Symptoms of Wet Beriberi
- Rapid heart rate
- Low blood pressure (hypotension)
- Distended neck veins
- Chest pain
- Difficulty breathing, worse when lying flat.
- Swelling of the legs
- Heart failure
Causes of Beriberi
Thiamine deficiency occurs because of :
- low thiamine in the diet
- difficulty or inability to absorb thiamine from the gut
- overuse of thiamine
- loss of thiamine from the body
The human body has a pool of about 30mg of thiamine and it takes about a month to exhaust these stores after ceasing thiamine intake.
Low thiamine intake
In developed nations, low dietary thiamine is uncommon unless a person is starving as is sometimes the case with strict fasting and extreme weight loss diets. Since many foods are fortified with thiamine, even the poor in developed countries do not usually experience this deficiency. Other factors that are more likely to contribute to lower than normal thiamine intake is a result of consuming foods that hamper thiamine absorption or destroy thiamine.
Chronic alcoholism is another major factor for beriberi associated with low thiamine intake and may also lead to other nutritional deficiencies as well. Gastric bypass surgery is another factor, although uncommon. In both chronic alcoholism and gastric bypass surgery the deficiency arises as a result of eating less food and impaired absorption.

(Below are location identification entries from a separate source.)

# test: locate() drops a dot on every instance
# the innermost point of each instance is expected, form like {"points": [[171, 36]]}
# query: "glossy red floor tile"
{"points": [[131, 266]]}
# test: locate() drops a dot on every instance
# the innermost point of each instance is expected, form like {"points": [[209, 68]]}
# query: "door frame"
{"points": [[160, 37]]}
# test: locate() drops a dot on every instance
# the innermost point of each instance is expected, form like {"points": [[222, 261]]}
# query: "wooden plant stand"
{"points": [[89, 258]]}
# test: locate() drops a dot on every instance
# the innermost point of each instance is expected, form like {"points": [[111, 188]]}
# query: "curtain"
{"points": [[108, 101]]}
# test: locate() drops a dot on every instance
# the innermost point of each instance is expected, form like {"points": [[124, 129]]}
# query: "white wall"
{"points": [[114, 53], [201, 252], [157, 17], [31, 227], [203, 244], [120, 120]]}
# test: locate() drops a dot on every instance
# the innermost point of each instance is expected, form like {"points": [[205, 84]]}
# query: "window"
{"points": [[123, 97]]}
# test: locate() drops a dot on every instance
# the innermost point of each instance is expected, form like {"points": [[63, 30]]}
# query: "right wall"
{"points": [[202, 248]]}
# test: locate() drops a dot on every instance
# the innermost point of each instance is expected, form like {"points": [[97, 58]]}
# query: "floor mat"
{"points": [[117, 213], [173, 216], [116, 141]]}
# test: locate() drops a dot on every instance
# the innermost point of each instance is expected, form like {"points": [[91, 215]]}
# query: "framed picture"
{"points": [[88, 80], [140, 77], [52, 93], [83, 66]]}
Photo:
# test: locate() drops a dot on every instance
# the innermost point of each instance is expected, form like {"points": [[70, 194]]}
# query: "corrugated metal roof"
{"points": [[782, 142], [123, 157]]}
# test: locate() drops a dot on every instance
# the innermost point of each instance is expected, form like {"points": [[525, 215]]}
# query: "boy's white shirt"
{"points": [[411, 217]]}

Impaired thiamine absorption
Thiamins is primarily absorbed in the small intestine. Therefore various intestinal disease can contribute to thiamine deficiency by impairing the absorption in the gut. This includes various chronic intestinal diseases due to celiac sprue, tropical sprue and alcoholism. With malnutrition, the gut’s ability to absorb nutrients also becomes impaired over time. The disruption in digestion with gastric bypass surgery can also hamper the processing of foods and subsequent thiamine absorption. Genetic beriberi is an inherited condition where the gut’s ability to absorb thiamine is affected.
Overuse of thiamine
Thiamine may sometimes be consumed much faster or in much larger amounts. Normal dietary intake of thiamine may therefore be insufficient to meet the increased demands. It may be due to physiological states like during pregnancy and breastfeeding. Lifestyle factors like extreme physical activity and excessive saturated fat intake or carbohydrate-rich diets may also lead to thiamine deficiency. Pathological states leading to increased utilization of thiamine includes hyperthyroidism (overactive thyroid) and fever due to a severe infection.
Loss of thiamine
Thiamine can be lost through the stool, vomitus, blood or urine. Severe and/or prolonged diarrhea or profuse vomiting leads to thiamine loss through the gut. Pregnant women are at a greater risk of loss in extreme motion sickness (hyperemesis gravidarum) as well as the increased utilization of thiamine due to the developing fetus. Iatrogenic causes may include the use of certain diuretics (“water pills”) and dialysis (hemodialysis and peritoneal dialysis).
Thiamine and Diabetes
Diagnosis of Beriberi
There are several tests that can be conducted to confirm the diagnosis of beriberi. However, administering thiamine intravenously and noting a good clinical response is often sufficient to reach a diagnosis. Beriberi should be suspected in alcoholics displaying the abovementioned symptom but there are various other high risk groups like patients with genetic beriberi. There is an array of blood tests that can confirm the diagnosis of beriberi and urine tests may also be conducted to detect the loss of thiamine via the kidneys.
Treatment of Beriberi
Beriberi can be treated with thiamine supplementation. Initially approximately 50mg of thiamine is administered intravenously or intramuscularly. Then patient can be prescribed oral doses of 5mg to 10mg of thiamine on a daily basis until the symptoms of beriberi resolves. At the same time patients need to be made aware of a good diet and encouraged to eat thiamine-rich foods. A registered dietitian should assist a patient with constructing a simple but effective eating plan. Foods that hamper thiamine absorption or destroy the vitamin should be eaten in moderation and does not need to be avoided entirely. Various other therapeutic measures may be undertaken depending on the cause.